Passer du clavier CSA à Ergo-L
Jusqu’à maintenant, je me suis presque1 toujours servi de la disposition canadienne multilingue standard. Elle permet d’écrire en anglais et en français sans trop de mal. Un objectif principal de cette disposition est de minimiser les touches mortes. Par exemple, on peut entrer les caractères “à”, “ç” et “è” directement, ce qui est assez pratique. Cependant! Mes doigts partent en incartade quand je leur demande une paire de crochets ou des accolades. Ma main fait des frasques si j’ai le malheur de lui quémander un diacritique tout nu. Je fige si je dois fermer une balise HTML ou ouvrir une commande TeX.
Malgré tout ça, je me suis habitué à la disposition canadienne et je vis avec ses défauts lorsque j’écris du code ou que je fais de la mise en page. Après tout, on s’habitue à tout… Oui!.. mais!.. si, un samedi matin pluvieux, on tombe par hasard sur la prometteuse disposition Ergo-L, on serait fou de ne pas au moins tenter de briser l’habitude!
Cette toute nouvelle disposition promet:
- de supporter l’anglais mieux que Dvorak;
- de supporter le français mieux que Bépo;
- de réduire les extensions de doigt, les déviations ulnaires, l’effort de saisie (bref, de m’éviter le pirouettage quand je programme);
- de préserver les raccourcis clavier et les chiffres en direct.

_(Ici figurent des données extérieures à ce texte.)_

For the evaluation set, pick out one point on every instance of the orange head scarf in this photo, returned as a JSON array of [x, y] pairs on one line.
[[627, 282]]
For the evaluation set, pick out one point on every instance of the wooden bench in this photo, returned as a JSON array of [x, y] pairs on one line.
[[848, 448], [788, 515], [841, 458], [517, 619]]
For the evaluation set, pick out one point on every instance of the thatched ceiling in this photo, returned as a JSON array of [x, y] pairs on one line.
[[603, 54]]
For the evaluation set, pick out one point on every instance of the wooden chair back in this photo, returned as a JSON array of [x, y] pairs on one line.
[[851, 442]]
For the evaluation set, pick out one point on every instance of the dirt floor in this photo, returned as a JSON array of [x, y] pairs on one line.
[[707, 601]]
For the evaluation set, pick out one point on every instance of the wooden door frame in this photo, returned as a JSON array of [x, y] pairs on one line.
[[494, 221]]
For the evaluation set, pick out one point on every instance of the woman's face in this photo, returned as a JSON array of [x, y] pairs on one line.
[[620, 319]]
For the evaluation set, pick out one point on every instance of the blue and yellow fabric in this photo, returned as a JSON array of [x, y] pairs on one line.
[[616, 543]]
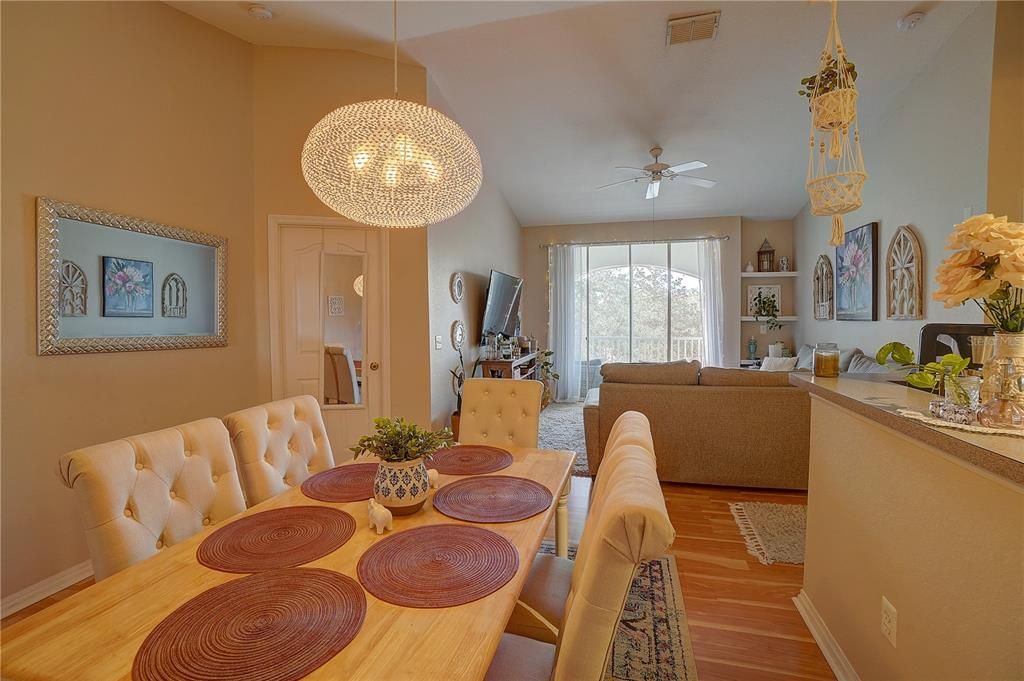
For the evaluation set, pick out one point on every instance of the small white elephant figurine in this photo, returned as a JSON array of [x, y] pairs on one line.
[[380, 517]]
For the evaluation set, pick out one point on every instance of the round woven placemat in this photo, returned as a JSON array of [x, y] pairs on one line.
[[470, 460], [275, 626], [437, 565], [352, 482], [280, 538], [493, 499]]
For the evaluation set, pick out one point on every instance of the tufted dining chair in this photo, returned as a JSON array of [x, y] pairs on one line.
[[500, 412], [279, 444], [144, 493], [577, 604]]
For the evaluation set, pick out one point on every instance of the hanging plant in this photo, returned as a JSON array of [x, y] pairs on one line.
[[836, 172]]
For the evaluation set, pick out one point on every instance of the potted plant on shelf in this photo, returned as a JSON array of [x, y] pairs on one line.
[[401, 483], [766, 306], [548, 377]]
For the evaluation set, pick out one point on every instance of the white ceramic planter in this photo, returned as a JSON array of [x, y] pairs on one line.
[[401, 487]]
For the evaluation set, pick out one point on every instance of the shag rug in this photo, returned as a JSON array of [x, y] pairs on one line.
[[653, 641], [561, 428], [774, 533]]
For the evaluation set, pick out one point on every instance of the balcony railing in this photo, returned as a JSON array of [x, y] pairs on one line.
[[645, 348]]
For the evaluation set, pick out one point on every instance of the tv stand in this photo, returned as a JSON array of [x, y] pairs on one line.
[[523, 367]]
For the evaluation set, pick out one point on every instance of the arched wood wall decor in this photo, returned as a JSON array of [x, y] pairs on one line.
[[74, 290], [904, 275], [824, 289], [174, 296]]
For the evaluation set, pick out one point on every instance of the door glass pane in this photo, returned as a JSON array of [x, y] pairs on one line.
[[609, 304], [687, 325], [344, 336], [650, 302]]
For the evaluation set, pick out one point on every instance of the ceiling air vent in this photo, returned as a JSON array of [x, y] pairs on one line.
[[688, 29]]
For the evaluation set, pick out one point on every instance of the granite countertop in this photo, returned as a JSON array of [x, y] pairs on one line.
[[879, 400]]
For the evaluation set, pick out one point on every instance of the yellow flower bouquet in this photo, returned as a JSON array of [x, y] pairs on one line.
[[987, 267]]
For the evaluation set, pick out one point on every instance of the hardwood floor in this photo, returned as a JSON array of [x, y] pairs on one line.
[[741, 622]]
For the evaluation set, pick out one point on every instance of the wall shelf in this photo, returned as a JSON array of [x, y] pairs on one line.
[[788, 317]]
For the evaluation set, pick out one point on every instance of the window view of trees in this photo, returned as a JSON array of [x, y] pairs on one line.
[[638, 305]]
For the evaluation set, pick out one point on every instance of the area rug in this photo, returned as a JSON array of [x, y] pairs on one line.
[[774, 533], [561, 428], [653, 641]]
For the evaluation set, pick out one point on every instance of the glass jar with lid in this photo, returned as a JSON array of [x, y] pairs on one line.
[[826, 360]]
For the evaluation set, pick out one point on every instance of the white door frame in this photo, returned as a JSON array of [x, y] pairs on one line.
[[273, 226]]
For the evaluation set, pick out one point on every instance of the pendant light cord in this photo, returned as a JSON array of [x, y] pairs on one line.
[[394, 40]]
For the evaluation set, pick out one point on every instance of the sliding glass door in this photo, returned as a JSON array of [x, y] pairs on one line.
[[639, 302]]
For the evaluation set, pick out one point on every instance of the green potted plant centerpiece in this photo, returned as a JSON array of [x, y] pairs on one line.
[[401, 483]]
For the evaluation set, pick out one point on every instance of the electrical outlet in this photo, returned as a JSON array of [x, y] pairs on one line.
[[889, 621]]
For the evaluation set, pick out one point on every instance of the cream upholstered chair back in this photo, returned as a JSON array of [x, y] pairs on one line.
[[144, 493], [628, 523], [279, 444], [500, 412]]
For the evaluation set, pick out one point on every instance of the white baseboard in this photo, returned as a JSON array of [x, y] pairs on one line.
[[826, 642], [47, 587]]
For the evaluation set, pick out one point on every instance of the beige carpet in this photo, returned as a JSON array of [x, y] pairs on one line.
[[652, 642], [774, 533], [561, 428]]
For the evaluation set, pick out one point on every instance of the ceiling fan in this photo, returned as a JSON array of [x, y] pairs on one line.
[[657, 171]]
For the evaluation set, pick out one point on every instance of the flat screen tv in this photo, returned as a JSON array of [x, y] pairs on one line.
[[501, 313]]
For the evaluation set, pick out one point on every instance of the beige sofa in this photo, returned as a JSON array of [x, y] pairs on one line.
[[711, 426]]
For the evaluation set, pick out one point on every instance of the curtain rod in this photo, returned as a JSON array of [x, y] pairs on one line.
[[627, 243]]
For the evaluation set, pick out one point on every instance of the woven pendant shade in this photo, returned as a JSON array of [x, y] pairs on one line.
[[391, 163], [836, 172]]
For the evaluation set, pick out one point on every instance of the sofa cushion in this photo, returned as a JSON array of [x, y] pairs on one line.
[[664, 373], [743, 378]]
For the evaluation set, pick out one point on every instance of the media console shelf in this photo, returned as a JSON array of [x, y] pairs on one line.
[[520, 368]]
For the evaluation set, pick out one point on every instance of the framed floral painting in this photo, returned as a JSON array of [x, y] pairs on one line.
[[856, 273], [127, 287]]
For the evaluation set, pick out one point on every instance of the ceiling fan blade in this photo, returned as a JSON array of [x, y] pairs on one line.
[[622, 181], [696, 181], [683, 167]]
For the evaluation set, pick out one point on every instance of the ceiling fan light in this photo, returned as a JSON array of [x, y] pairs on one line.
[[391, 163]]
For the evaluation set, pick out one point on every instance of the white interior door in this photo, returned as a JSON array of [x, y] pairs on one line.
[[328, 310]]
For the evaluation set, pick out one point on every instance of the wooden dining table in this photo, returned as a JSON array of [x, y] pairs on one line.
[[96, 633]]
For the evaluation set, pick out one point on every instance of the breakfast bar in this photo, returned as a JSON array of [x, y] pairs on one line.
[[914, 550]]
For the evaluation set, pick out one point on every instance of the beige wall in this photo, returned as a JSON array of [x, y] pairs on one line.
[[1006, 128], [942, 542], [483, 237], [145, 126], [928, 161], [535, 263], [293, 88]]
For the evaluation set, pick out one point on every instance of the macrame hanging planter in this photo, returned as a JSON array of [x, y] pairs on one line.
[[836, 166]]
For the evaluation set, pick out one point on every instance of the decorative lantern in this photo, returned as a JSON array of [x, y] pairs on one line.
[[835, 176], [766, 257]]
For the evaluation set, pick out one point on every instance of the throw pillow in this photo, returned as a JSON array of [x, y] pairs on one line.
[[778, 364]]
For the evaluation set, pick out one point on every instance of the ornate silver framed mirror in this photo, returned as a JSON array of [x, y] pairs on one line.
[[110, 283]]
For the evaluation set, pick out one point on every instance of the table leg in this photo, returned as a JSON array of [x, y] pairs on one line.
[[562, 523]]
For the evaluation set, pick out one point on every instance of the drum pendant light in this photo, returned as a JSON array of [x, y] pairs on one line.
[[391, 163]]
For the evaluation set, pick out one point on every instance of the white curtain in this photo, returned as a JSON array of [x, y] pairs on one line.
[[710, 270], [565, 321]]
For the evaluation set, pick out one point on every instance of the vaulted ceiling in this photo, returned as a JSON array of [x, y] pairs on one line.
[[556, 94]]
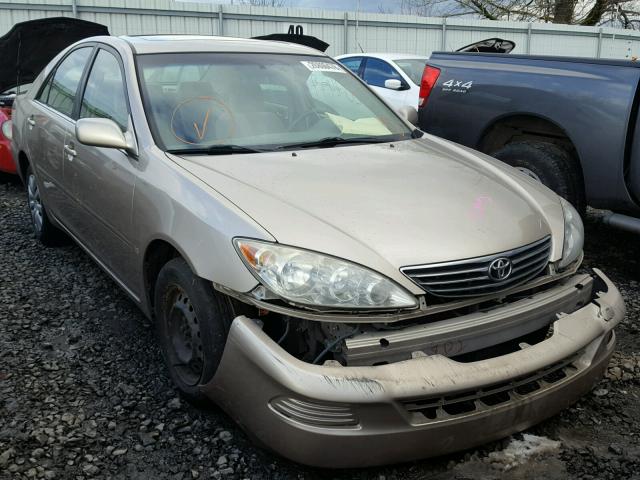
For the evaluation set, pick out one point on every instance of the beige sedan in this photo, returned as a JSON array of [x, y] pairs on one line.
[[352, 291]]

Pour ce faire, la disposition Ergo-L intègre l’approche 1DFH, “1u distance from home”, une contrainte de design qui me mènera supposément à ne jamais devoir déplacer mes doigts de plus d’une touche (“1 unité”) par rapport à la position de repos. Les concepteurs d’Ergo-L ont décidé de n’utiliser essentiellement aucune touche en dehors du pavé de 3×10 touches centrales. Au lieu de s’étendre sur le clavier, la disposition est organisée en couches, ce qui lui permet de rester compacte.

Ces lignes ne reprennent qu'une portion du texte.